I still recall the look of shock on my mom’s face the last time I told her something she didn’t want to hear—that I wasn’t going to college.
“What do you mean you’re not going?” Mom looked up from the kitchen table, surrounded by a stack of bills.
“I can’t.” I lowered my gaze to the table, unable to bear the look of bewilderment on her face.
“Not after everything that’s happened. I can’t even go to Safeway without strangers glaring at me—or asking what really happened to Courtney.
” I gestured to the closed living room blinds, shielding us from the news vans parked in our front lawn. “I can’t even get the mail!”
Mom pushed her checkbook aside. “You have to, honey. Between your academic and volleyball scholarships, you got a full ride. You can’t stay here.
” Her eyes darted toward the windows we kept covered at the front of our small house.
“You’re not guilty of anything.
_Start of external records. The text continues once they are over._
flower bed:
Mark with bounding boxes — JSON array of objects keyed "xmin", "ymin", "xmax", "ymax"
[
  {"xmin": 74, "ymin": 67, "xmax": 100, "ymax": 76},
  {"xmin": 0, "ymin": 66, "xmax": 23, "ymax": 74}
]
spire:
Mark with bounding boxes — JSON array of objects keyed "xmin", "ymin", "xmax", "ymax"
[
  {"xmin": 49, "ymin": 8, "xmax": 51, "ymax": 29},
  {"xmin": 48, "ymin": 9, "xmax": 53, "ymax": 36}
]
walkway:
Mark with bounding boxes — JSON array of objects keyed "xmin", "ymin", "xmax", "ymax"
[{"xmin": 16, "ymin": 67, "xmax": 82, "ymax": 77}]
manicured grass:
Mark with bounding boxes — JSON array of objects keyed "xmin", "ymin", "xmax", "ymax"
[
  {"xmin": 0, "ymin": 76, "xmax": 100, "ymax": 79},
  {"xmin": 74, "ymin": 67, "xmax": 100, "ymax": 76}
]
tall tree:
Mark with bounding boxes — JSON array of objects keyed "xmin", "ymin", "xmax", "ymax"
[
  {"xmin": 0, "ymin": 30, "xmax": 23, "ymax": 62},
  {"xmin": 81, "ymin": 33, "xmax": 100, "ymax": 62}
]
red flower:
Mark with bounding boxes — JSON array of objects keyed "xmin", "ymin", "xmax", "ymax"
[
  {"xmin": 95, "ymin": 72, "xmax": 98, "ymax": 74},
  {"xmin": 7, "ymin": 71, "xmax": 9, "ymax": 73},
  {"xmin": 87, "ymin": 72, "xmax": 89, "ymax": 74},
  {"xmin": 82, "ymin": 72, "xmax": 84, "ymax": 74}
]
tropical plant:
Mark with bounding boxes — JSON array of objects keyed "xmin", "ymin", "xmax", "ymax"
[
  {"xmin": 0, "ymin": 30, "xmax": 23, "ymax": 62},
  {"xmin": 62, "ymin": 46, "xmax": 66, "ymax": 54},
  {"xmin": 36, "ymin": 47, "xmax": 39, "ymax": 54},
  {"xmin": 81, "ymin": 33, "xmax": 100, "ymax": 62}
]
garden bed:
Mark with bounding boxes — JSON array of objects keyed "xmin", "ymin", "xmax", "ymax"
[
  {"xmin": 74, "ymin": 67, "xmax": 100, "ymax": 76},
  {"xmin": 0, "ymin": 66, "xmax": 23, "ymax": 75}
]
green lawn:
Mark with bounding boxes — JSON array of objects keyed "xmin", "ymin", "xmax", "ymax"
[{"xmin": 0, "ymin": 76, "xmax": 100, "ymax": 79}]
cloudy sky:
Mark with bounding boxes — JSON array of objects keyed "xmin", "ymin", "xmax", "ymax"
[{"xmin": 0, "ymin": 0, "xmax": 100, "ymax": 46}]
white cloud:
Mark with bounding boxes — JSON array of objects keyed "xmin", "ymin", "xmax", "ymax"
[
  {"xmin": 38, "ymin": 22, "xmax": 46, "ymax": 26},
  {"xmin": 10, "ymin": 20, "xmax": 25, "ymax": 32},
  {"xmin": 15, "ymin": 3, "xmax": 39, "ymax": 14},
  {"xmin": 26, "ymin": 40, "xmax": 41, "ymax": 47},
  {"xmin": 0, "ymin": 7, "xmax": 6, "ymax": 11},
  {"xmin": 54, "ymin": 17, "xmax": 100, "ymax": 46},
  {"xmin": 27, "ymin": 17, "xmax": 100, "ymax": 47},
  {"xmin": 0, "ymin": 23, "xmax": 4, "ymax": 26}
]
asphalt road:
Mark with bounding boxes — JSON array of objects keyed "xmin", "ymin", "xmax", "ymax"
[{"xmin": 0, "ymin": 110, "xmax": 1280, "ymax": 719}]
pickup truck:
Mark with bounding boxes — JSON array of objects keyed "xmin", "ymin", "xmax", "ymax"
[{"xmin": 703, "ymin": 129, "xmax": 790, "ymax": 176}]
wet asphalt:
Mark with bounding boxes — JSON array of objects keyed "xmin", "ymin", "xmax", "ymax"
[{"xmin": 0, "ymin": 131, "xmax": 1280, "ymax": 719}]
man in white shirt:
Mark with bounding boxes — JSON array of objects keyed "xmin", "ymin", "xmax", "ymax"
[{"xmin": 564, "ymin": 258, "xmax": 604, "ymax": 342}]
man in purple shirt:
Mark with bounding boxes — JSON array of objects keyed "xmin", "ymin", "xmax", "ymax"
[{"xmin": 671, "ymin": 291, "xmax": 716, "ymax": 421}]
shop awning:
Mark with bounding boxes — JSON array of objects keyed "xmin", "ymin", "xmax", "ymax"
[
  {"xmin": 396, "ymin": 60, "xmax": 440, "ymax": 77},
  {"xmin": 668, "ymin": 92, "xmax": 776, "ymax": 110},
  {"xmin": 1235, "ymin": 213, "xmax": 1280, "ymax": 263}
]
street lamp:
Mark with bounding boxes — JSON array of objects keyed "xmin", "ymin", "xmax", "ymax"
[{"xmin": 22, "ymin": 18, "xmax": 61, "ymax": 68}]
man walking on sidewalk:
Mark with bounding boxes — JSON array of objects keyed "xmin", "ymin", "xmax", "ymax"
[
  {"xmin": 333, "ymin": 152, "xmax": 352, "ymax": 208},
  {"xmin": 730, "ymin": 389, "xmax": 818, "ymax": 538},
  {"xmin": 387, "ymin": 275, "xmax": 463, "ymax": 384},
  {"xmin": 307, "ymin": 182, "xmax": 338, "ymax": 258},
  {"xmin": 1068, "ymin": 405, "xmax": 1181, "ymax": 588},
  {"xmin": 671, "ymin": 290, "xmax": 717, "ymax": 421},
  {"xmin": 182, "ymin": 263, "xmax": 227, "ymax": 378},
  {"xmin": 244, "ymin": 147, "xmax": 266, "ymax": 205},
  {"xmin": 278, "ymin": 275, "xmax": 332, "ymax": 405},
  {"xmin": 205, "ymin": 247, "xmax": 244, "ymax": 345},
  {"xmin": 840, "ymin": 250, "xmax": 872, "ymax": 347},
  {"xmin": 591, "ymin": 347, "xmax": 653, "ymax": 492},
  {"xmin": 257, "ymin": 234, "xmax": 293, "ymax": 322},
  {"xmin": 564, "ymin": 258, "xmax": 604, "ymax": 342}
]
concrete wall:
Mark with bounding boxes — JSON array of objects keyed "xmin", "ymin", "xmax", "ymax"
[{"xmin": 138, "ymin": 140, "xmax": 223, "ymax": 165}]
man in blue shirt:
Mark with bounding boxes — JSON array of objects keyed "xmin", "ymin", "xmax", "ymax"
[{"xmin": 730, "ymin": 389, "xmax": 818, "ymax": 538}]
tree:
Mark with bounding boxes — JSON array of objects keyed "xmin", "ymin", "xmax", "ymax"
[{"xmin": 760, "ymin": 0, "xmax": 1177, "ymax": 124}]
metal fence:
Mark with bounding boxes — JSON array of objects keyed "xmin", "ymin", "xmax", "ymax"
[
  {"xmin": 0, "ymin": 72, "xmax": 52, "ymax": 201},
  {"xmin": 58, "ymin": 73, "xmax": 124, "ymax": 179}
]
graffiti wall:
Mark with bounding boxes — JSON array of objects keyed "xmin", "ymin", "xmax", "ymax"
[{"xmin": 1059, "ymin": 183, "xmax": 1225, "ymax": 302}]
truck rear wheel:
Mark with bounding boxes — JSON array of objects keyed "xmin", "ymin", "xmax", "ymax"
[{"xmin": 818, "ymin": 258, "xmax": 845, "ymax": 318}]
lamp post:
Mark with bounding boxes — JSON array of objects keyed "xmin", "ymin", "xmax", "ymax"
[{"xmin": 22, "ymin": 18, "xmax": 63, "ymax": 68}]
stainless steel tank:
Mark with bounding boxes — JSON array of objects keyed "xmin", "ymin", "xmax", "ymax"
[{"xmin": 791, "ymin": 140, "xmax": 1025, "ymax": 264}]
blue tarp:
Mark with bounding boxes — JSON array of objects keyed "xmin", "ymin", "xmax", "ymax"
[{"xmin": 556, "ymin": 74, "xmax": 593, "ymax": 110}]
It’s a tragedy what happened to Courtney, but it was no one’s fault.
You can’t let those vultures keep you from living your life. ”
Tears blurred my vision as I stared back at her. If only she knew the truth.
I shook my head. “I’ve already decided. I’m not going.”
“Sweetheart.” She pursed her lips and set down her pen. “You’ve wanted to be a doctor since you were little. You were so passionate about becoming an oncologist after your Aunt Karen’s diagnosis. You can’t give up your dream. Throwing your life away won’t bring Courtney back.”
It crushed me to see the disappointment on my mom’s face. I could tell she was devastated by my decision. She’d worked so hard to provide for me and my sister after our dad had left. She’d implored us both to go to college, not wanting us to ever have to struggle like she did.
“I’m sorry, Mom. But I can’t go.” My voice broke. “Not when everyone thinks I’m a murderer.”
But that wasn’t the real reason, I think as my gaze shifts to a kayaker paddling along the shore of the spit. The truth was that I didn’t deserve to go, not while Courtney’s unfound body lay decomposing somewhere in the Olympic National Park. Not after what I’d done.